Gruplarınızı Görmek İçin Üye Girişi Yapın
25 Ocak 2007, Kaynak: Milliyet
Türkiye, önceki gün büyük bir olgunluk içinde gerçekleştirilen bir cenaze töreniyle Hrant Dink'i son yolculuğuna uğurladı. Toplumun her katmanından kendiliğinden gelen on binlerce insan, İstanbul'un caddelerini doldurarak, Türkiye'nin bu alçakça cinayete sessiz kalmadığını, meydanın katillere bırakılmadığını tüm dünyaya gösterdi.
Tören geride kaldığına göre, şimdi oturup yaşananlardan ne gibi dersler çıkarmamız gerektiği konusunda serinkanlı bir muhasebe yapabiliriz.
Bu muhasebe, Trabzonlu genci tetiği çekmeye teşvik eden ortam ve koşulların tahliliyle başlamalıdır.
***
Artık açıkça ortaya çıkmıştır ki, Ogün Samast adlı 17 yaşındaki terörist, bağnazlık ve hoşgörüsüzlükle, ırkçı nefretle beslenen bir politik kültürün, bunun yarattığı bir zihniyet ikliminin ürünüdür.

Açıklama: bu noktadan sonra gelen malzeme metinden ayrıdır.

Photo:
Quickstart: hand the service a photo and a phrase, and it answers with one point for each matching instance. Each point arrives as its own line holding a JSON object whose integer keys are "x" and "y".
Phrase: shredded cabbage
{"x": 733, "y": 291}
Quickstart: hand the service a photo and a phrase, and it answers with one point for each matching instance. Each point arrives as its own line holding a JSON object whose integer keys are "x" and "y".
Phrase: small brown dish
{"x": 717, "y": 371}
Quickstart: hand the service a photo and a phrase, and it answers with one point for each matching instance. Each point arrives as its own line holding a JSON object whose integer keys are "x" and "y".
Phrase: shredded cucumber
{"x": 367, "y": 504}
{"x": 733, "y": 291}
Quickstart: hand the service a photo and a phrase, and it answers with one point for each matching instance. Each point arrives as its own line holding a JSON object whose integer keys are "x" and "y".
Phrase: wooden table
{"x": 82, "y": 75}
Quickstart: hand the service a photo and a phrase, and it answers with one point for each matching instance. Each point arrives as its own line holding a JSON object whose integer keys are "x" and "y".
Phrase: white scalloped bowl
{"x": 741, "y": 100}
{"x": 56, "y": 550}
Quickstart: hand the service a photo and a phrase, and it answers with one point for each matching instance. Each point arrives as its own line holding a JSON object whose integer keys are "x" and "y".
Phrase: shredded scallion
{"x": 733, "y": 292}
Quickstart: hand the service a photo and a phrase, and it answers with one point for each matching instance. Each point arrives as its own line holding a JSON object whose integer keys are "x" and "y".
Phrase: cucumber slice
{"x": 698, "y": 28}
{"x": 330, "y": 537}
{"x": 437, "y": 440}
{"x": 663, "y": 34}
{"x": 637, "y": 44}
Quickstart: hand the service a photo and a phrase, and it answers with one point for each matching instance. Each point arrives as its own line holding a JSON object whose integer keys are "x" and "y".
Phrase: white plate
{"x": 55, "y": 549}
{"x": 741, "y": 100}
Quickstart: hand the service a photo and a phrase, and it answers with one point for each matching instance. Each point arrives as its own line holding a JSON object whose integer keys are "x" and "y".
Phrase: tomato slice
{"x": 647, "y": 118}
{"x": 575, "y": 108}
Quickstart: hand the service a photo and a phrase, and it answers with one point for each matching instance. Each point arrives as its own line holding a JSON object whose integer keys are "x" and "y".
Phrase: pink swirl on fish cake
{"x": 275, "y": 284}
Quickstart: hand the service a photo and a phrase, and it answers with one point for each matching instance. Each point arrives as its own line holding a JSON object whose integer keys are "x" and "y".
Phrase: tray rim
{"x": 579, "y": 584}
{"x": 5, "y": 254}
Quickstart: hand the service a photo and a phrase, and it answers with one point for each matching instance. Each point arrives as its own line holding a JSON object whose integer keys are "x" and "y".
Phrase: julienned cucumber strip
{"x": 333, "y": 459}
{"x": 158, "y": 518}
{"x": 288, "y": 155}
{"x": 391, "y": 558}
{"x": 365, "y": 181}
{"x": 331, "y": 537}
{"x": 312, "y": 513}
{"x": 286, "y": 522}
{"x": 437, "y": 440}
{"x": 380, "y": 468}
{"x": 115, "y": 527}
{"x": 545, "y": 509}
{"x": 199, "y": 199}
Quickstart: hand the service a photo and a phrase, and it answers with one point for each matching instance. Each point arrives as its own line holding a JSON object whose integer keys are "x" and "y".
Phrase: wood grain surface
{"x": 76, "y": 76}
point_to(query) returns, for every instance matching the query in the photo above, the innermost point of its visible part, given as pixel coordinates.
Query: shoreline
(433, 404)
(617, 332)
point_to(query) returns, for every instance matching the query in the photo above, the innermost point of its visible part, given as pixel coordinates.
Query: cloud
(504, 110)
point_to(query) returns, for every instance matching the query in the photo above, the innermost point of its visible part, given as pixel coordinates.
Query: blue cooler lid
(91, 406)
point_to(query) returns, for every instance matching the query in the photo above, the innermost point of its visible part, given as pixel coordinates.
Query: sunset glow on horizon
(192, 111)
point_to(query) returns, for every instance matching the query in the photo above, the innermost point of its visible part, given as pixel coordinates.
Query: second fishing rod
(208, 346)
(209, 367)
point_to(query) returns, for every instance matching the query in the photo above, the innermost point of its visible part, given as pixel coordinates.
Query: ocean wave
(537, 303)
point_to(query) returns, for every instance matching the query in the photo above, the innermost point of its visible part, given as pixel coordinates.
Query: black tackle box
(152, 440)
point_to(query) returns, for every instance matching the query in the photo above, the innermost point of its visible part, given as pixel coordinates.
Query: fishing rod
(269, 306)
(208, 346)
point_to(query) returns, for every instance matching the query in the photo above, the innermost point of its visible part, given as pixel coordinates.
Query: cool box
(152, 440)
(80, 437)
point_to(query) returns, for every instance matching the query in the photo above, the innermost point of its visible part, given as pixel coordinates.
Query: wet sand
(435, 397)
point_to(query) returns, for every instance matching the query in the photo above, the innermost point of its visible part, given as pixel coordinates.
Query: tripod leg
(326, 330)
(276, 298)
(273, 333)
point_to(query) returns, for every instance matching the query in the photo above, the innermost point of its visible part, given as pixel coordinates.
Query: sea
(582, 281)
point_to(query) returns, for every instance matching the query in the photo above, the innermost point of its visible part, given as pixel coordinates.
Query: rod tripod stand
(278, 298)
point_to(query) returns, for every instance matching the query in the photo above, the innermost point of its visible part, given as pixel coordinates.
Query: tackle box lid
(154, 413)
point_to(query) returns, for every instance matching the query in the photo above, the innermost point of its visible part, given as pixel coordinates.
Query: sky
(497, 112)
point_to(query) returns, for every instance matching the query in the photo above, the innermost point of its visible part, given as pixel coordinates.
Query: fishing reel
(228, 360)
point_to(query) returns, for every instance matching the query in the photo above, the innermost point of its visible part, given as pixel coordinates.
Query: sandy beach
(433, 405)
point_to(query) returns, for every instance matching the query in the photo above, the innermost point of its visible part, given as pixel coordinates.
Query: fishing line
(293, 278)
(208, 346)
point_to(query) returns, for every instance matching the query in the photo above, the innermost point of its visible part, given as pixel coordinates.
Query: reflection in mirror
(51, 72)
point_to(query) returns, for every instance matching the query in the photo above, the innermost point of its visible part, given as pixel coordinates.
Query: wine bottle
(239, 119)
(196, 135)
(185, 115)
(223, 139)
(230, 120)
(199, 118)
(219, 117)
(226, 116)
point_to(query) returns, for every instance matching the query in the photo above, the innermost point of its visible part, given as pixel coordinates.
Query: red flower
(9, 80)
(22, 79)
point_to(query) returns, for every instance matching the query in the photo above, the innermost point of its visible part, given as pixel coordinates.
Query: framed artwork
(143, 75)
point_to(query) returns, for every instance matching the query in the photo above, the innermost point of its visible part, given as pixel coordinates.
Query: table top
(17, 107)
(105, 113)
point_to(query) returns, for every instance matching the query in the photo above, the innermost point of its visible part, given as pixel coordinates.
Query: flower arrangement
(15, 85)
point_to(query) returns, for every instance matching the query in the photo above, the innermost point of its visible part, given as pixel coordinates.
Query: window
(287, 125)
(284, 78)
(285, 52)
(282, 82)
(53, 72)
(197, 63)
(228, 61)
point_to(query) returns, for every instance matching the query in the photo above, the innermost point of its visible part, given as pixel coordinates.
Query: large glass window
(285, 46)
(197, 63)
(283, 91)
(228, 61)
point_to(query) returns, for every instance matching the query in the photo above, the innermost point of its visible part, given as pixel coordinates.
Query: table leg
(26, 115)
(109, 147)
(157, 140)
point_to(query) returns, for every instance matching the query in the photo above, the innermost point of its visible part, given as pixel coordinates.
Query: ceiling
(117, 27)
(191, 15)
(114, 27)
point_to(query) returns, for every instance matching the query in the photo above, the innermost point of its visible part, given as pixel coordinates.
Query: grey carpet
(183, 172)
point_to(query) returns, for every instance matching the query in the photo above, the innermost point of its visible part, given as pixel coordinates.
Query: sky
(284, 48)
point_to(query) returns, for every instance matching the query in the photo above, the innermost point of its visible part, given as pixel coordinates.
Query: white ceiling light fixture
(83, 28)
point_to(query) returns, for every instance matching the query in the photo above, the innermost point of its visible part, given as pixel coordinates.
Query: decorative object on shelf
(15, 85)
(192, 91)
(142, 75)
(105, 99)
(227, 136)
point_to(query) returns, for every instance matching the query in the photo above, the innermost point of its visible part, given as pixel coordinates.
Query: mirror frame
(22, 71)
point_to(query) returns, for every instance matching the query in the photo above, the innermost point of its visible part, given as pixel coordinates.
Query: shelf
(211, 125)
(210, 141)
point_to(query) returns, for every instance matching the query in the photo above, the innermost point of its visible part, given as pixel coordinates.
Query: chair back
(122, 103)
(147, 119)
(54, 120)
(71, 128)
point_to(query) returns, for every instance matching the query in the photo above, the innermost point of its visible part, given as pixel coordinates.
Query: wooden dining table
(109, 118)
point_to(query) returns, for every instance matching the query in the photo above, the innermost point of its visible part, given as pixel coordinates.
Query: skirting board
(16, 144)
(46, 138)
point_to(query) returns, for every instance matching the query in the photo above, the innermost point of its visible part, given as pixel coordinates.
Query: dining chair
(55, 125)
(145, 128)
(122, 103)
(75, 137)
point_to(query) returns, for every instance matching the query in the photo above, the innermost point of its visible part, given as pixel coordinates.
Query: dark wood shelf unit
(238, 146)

Son yıllarda yapılan bütün sosyolojik araştırmalar, bu iklimin Türkiye'de zemin kazandığını gösteriyor.
Ve maalesef bugün Türkiye'nin pek çok köşesinde bu iklimin etkilerine açık olan, kendini itilmiş hisseden ve değerlerinin, inançlarının saldırı altında olduğuna inanarak benzer suikast girişimlerine kolaylıkla yönelebilecek ya da buna itilebilecek çok sayıda genç vardır.
Bu rahatsız edici gerçekle yüzleşmeliyiz.
***
Hrant Dink'in hedefi olduğu suikast, ülkemizde toplumsal huzurun aslında pamuk ipliğine bağlı olduğunu hepimize göstermiş olmalıdır.
Türkiye gibi iç yapısı belli hassasiyetleri barındıran bir ülkede toplumsal barışın geleceği üzerinde asılı duran bu kırılganlığa her zamankinden daha çok kafa yormalıyız.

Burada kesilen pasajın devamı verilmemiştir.